Dolunayla ilgili ufak bir araştırma yaptım ama okuduğum yazıların hiç birinde iyi şeyler yazmıyordu. En çok yazılan ise dolunayın biz insanlar üzerindeki negatif etkileri idi. Bu dönemde duygu taşkınlıkları kavgalar ve cinayetlerde artış olurmuş. İntiharların çoğu bu dönemde gerçekleşirmiş. İnsan zekasında düşüş olduğu bile söylenenler arasında. Tüm bunlara zemin hazırlayan ise ayın insanlar üzerindeki güçlü çekim kuvveti imiş. Vücuttaki su miktarının çoğalmasına yol açarak bedensel ve ruhsal değişikliklere sebep oluyormuş. 

Bir başka yabancı kaynakta ise dolunayın insanlardan çok hayvanları özellikte köpekleri etkilediğini yazıyordu. Köpekler aya duyarlı oldukları için dolunay zamanında daha heyecanlı ve hareketli olurlarmış. Yapılan araştırmalarda bu dönemde köpek ısırmalarında artış olduğu görülmüş. Kurt adam efsanesinin de buradan çıktığı söyleniyor. 

Bazı kültürlerde ayın ölümden sonraki mekan olduğuna inanılırmış. 

Eski bir Türk inanışa göre ise (Tengri) insanlar Gök'e dua ederek buyan adlı enerjiyi elde ederlermiş. Buyanın en çok yeni ay ve dolunayda elde edilebileceğine inanılırmış. 

İster negatif etkilesin ister pozitif Ay Ata'nın bu muhteşem gösterisini kaçırmamanızı tavsiye ederim.
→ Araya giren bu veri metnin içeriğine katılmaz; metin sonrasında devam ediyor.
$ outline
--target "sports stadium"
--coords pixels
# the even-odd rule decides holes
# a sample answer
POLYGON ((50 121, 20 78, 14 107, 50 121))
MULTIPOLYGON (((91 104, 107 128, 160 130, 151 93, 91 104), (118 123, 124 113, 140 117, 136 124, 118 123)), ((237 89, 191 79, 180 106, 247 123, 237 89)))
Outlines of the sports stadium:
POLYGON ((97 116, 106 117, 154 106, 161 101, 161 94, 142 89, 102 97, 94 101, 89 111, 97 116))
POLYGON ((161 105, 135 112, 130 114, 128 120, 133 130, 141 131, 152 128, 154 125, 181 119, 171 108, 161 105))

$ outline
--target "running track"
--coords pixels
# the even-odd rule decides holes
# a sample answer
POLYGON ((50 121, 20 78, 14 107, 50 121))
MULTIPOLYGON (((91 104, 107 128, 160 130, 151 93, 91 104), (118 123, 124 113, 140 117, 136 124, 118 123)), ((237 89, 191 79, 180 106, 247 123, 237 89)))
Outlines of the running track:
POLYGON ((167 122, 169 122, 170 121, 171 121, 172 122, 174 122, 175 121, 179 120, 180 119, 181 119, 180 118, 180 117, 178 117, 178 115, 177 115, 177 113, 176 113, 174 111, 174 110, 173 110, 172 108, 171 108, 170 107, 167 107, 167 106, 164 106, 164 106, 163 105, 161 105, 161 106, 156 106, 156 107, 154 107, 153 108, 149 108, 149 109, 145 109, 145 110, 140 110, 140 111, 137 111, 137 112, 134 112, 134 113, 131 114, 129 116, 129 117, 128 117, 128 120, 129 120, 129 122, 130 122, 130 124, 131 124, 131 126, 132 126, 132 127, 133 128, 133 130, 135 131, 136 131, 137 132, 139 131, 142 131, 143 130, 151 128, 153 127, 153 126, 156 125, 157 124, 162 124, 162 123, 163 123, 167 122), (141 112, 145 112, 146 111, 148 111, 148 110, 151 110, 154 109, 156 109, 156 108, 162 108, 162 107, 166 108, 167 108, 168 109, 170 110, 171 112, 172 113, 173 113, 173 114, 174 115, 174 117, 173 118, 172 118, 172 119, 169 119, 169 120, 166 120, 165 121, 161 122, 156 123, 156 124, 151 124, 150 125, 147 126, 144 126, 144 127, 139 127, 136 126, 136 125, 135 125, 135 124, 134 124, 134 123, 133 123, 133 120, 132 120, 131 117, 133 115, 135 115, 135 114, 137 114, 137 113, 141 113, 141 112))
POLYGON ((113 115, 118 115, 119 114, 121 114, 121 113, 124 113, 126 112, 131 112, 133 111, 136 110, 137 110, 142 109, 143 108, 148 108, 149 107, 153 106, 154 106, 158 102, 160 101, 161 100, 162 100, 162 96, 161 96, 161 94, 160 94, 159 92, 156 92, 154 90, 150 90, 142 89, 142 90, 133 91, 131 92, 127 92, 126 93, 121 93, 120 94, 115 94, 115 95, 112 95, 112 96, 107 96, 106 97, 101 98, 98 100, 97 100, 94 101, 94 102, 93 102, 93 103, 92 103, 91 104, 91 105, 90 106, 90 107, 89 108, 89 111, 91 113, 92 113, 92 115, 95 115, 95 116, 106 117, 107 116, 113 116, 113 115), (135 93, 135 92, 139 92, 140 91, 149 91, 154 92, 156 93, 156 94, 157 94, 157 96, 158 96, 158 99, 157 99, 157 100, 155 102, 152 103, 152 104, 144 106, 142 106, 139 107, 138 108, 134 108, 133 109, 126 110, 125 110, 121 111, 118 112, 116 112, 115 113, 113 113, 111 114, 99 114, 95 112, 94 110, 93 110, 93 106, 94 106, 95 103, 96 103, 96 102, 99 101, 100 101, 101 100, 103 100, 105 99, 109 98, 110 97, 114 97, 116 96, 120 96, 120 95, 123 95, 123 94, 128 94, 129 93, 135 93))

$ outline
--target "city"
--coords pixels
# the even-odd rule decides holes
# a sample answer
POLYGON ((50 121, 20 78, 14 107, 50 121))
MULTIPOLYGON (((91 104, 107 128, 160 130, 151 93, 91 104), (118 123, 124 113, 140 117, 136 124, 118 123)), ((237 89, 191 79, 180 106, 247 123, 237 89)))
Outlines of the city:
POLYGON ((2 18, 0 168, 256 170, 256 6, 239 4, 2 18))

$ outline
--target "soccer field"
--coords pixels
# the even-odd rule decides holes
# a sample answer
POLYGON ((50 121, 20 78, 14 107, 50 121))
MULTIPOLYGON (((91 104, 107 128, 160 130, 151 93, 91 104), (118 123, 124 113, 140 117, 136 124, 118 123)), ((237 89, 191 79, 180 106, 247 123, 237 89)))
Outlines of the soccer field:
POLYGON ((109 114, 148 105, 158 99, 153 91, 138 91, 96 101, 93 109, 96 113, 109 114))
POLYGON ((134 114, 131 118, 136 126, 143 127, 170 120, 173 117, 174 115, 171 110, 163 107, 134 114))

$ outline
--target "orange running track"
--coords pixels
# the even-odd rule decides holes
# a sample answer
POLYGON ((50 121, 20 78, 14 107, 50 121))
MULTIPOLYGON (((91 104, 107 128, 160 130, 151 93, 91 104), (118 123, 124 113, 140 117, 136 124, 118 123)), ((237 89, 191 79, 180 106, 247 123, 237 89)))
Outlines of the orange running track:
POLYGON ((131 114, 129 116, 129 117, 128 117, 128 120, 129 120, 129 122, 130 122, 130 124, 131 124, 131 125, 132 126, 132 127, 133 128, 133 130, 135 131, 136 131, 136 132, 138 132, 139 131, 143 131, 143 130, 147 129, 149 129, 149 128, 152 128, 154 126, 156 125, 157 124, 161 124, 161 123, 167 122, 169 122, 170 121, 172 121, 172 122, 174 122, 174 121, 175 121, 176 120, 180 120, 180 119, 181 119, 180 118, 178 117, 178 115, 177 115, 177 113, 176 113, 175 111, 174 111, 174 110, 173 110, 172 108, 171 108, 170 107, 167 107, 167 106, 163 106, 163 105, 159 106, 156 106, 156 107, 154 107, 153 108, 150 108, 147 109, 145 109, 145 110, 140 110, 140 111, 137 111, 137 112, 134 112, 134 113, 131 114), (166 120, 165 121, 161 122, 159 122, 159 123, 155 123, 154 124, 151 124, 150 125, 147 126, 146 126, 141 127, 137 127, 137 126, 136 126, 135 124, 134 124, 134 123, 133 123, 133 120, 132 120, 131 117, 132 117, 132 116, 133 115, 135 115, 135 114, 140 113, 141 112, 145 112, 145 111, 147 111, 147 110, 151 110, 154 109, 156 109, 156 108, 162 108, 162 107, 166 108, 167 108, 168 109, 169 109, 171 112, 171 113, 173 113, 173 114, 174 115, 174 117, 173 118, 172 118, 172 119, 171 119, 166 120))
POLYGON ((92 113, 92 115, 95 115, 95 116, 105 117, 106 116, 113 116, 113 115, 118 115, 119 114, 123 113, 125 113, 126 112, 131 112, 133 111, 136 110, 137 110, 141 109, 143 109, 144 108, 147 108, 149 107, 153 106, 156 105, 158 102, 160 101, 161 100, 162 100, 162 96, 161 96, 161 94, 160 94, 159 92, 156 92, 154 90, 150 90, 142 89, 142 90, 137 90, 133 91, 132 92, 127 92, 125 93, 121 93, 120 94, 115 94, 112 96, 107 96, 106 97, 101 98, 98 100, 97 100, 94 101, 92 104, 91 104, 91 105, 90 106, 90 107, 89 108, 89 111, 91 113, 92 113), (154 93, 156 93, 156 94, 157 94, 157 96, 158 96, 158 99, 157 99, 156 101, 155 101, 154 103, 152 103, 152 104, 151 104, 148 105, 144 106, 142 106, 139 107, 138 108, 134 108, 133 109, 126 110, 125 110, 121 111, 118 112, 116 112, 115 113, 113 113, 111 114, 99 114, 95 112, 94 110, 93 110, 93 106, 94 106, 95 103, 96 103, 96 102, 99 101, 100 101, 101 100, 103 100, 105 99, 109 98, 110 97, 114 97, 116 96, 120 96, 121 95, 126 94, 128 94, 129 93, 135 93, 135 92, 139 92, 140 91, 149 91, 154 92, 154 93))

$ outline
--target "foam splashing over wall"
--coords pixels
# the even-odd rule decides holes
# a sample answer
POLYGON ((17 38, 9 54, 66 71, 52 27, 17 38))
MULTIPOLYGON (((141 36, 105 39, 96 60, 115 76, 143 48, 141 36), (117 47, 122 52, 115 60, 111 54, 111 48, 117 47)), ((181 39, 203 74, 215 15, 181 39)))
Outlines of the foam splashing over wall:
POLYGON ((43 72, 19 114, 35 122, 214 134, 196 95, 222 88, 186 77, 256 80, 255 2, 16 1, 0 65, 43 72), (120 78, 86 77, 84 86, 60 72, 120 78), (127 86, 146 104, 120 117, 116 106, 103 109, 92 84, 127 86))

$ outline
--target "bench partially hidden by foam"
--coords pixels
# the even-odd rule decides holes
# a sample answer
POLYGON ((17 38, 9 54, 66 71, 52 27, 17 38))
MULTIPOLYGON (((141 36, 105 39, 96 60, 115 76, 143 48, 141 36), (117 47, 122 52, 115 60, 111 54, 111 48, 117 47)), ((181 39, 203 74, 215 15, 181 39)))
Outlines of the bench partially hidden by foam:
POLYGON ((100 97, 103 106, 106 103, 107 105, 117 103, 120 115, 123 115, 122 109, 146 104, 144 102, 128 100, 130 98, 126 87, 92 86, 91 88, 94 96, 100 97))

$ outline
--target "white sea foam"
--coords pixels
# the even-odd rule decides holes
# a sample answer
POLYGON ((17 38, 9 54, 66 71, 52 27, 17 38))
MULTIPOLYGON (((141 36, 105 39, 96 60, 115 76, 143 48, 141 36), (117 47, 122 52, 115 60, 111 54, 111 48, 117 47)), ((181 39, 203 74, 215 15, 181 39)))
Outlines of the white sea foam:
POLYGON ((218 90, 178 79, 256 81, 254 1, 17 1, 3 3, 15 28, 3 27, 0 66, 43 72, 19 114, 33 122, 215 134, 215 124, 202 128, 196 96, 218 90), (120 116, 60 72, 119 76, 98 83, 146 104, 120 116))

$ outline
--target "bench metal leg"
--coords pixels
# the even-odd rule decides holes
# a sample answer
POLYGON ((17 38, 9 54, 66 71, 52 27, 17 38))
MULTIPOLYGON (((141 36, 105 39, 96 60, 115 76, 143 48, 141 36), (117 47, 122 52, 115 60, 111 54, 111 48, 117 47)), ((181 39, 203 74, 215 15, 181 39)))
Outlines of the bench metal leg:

Ufak bir tüyo bir sonraki 25 Nisan'da. Bilgilerinize :)




YAZMAK





Kötü bir haftanın sonunda kitapların satırları arasında saklanıp kendimi dinlemekten vazgeçmeye kızgınlığımı unutmaya (kolay olmasa da) çalıştım. Uzun zamandır kitap yerine dergilere sarmıştım. Kafamı dağıtmak için kendimi her zaman gittiğim kitapçıya attım. Aklımda alacağım bir kitap yoktu aslında sadece raflara göz gezdirmek içinde bulunduğum ortamdan biraz olsun uzaklaşmak için ufak bir terapi niteliğinde girdim kapısından bu kez. Ama ben, iflah olmaz kitapkolik bu güne kadar girdiğim hiçbir kitapçıdan eli boş çıkamayan ben, bu kezde geleneği bozmadım ve Marguerite Duras'ın Yazmak adlı kitabını alıp kitabevinin kafesinde acı bir kahve eşliğinde okumaya başladım.  İncecik 106 sayfalık bir deneme. İlk bölümü kitaba adı veren Yazmak. Sonra sırasıyla "Genç İngiliz Havacısının Ölümü, Roma, Saf Sayı ve Resim Sergisi" adlı öyküler geliyor. Hepsi birbirinden güzel. Özellikle Yazmak. Duras kendi yazma deneyimi anlatmış bu bölümde. Dedim ya tam bir terapi oldu benim için. Kalkarken kitabın yarısını okumuştum bile. 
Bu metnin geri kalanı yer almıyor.